The Atlantic Council’s Dinu Patriciu Eurasia Center hosted a discussion about Georgia’s recent parliamentary elections held on October 1 with Deputy Assistant Secretary of State in the Bureau of Democracy, Human Rights, and Labor (DLR) Thomas Melia, NDI President Kenneth Wollack, and Atlantic Council Executive Vice President Damon Wilson.

Eurasia Center Director Ross Wilson moderated the discussion.
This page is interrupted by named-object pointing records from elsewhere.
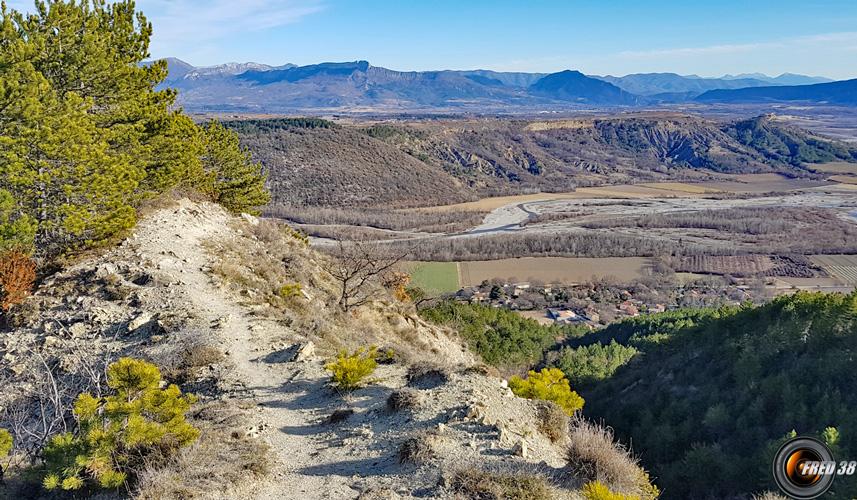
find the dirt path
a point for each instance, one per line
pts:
(289, 397)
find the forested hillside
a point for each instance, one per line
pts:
(710, 394)
(437, 162)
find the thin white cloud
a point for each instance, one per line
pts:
(796, 42)
(201, 27)
(182, 23)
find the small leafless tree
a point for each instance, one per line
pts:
(359, 269)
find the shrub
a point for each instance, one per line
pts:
(404, 399)
(595, 456)
(599, 491)
(116, 434)
(553, 422)
(17, 274)
(290, 290)
(348, 371)
(5, 449)
(550, 385)
(5, 443)
(482, 485)
(340, 415)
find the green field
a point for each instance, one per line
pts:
(435, 277)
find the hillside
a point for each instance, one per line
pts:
(359, 86)
(842, 93)
(435, 162)
(340, 166)
(650, 84)
(575, 86)
(196, 291)
(712, 393)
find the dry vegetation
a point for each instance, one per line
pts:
(797, 266)
(393, 220)
(223, 456)
(476, 484)
(595, 455)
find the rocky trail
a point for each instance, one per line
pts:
(160, 292)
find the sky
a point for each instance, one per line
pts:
(706, 38)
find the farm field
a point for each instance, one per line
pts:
(434, 277)
(843, 267)
(761, 183)
(844, 179)
(565, 270)
(837, 167)
(741, 183)
(681, 187)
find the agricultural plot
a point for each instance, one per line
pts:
(555, 270)
(434, 277)
(681, 187)
(843, 267)
(845, 179)
(761, 183)
(837, 167)
(796, 266)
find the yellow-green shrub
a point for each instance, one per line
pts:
(5, 449)
(550, 385)
(348, 371)
(116, 433)
(5, 443)
(597, 490)
(290, 290)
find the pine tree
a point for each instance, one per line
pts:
(86, 134)
(54, 161)
(116, 433)
(238, 183)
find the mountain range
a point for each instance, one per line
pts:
(253, 87)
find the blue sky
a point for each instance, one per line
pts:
(596, 37)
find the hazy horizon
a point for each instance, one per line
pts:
(622, 37)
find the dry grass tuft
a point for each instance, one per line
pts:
(404, 399)
(417, 450)
(340, 415)
(553, 422)
(427, 375)
(594, 455)
(220, 461)
(481, 485)
(187, 362)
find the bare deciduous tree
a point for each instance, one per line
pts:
(359, 268)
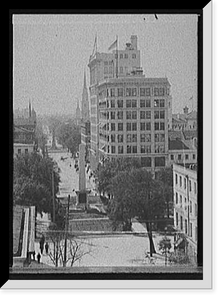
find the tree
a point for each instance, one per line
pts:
(165, 175)
(109, 169)
(137, 194)
(32, 181)
(76, 248)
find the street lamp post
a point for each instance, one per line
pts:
(53, 196)
(66, 232)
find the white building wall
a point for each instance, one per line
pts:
(185, 204)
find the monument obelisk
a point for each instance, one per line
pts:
(82, 193)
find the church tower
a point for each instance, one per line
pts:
(78, 113)
(84, 103)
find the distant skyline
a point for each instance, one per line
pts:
(51, 53)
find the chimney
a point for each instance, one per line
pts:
(134, 41)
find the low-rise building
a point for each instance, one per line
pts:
(185, 192)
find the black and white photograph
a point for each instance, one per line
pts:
(107, 147)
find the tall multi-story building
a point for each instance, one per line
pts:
(129, 112)
(24, 133)
(85, 103)
(185, 191)
(78, 113)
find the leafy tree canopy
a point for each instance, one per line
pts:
(32, 181)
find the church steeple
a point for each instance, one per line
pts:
(30, 111)
(84, 102)
(85, 84)
(78, 113)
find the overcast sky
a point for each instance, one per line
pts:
(51, 52)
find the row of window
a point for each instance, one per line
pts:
(133, 149)
(132, 103)
(183, 225)
(182, 182)
(132, 114)
(132, 137)
(180, 156)
(179, 201)
(128, 92)
(158, 126)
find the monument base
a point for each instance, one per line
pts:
(82, 200)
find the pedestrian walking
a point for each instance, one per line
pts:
(38, 258)
(46, 247)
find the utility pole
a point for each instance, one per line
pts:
(66, 232)
(53, 195)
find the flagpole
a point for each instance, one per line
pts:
(117, 57)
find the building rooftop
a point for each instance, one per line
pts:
(155, 80)
(189, 134)
(177, 145)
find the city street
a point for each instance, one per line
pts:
(68, 174)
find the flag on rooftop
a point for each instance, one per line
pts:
(113, 45)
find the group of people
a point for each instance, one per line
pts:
(42, 245)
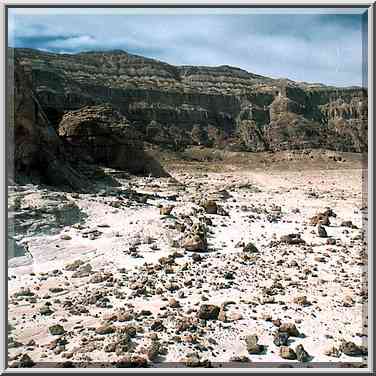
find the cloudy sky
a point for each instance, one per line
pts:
(304, 45)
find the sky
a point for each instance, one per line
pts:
(311, 45)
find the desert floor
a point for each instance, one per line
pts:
(137, 296)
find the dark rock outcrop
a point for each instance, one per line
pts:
(34, 148)
(36, 151)
(212, 106)
(107, 138)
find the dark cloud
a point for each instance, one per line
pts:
(313, 47)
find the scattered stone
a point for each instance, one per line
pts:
(301, 354)
(45, 310)
(292, 239)
(65, 237)
(208, 312)
(252, 346)
(281, 339)
(210, 206)
(74, 265)
(166, 210)
(56, 330)
(105, 329)
(250, 248)
(290, 329)
(302, 300)
(194, 243)
(286, 352)
(321, 231)
(25, 361)
(350, 349)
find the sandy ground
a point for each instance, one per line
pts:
(261, 288)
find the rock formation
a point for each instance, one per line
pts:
(108, 103)
(35, 149)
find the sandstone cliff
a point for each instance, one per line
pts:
(36, 152)
(213, 106)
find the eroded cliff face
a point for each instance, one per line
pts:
(34, 148)
(213, 106)
(88, 138)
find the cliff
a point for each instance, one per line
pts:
(177, 106)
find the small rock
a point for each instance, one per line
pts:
(290, 329)
(56, 330)
(250, 248)
(252, 346)
(321, 231)
(208, 312)
(286, 352)
(281, 339)
(301, 354)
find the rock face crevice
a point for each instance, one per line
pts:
(36, 151)
(179, 106)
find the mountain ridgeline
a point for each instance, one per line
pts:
(178, 106)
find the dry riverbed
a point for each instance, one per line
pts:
(232, 268)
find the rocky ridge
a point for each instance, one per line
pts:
(177, 106)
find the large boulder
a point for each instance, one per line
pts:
(106, 136)
(34, 148)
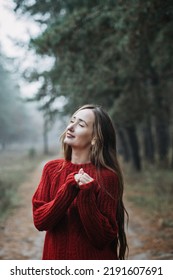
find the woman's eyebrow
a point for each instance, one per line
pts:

Thomas O. Melia is deputy assistant secretary of state in the Bureau of Democracy, Human Right, and Labor (DRL). He is responsible for DRL’s work in Europe, including Russia, and the countries of Central and South Asia, as well as worker rights issues worldwide. In addition to serving as head of US delegation to several meetings of the Organization for Security and Cooperation in Europe (OSCE), Melia is the US co-chair of the Civil Society Working Group in the US-Russia Bilateral Presidential Commission. Mr. Melia came to DRL in 2010 from Freedom House where he was deputy executive director for five years. Earlier, Mr. Melia held senior posts NDI.

Kenneth Wollack
joined NDI in 1986 as executive vice president and was elected president in 1993. Before joining NDI, Mr. Wollack co-edited the Middle East Policy Survey, a Washington-based newsletter. He also wrote regularly on foreign affairs for the Los Angeles Times. From 1973 to 1980, he served as legislative director of the American Israel Public Affairs Committee (AIPAC). Mr. Wollack currently is a member of the Advisory Committee on Voluntary Foreign Aid and has served as chairman of the US Committee for the United Nations Development Programme.

Damon Wilson
is executive vice president of the Atlantic Council. From 2007 to 2009, Mr. Wilson served as special assistant to the president and senior director for European affairs at the National Security Council. Mr. Wilson has also served at the US Embassy in Baghdad, Iraq as the executive secretary and chief of staff; at the National Security Council as the director for Central, Eastern, and Northern European affairs; and as deputy director in the Private Office of NATO Secretary General Lord Robertson. Prior to serving in Brussels, Mr. Wilson worked in the US Department of State in various positions and served in Rwanda with Save the Children. He is a graduate of Duke University and completed his graduate studies at Princeton University’s Woodrow Wilson School for Public and International Affairs.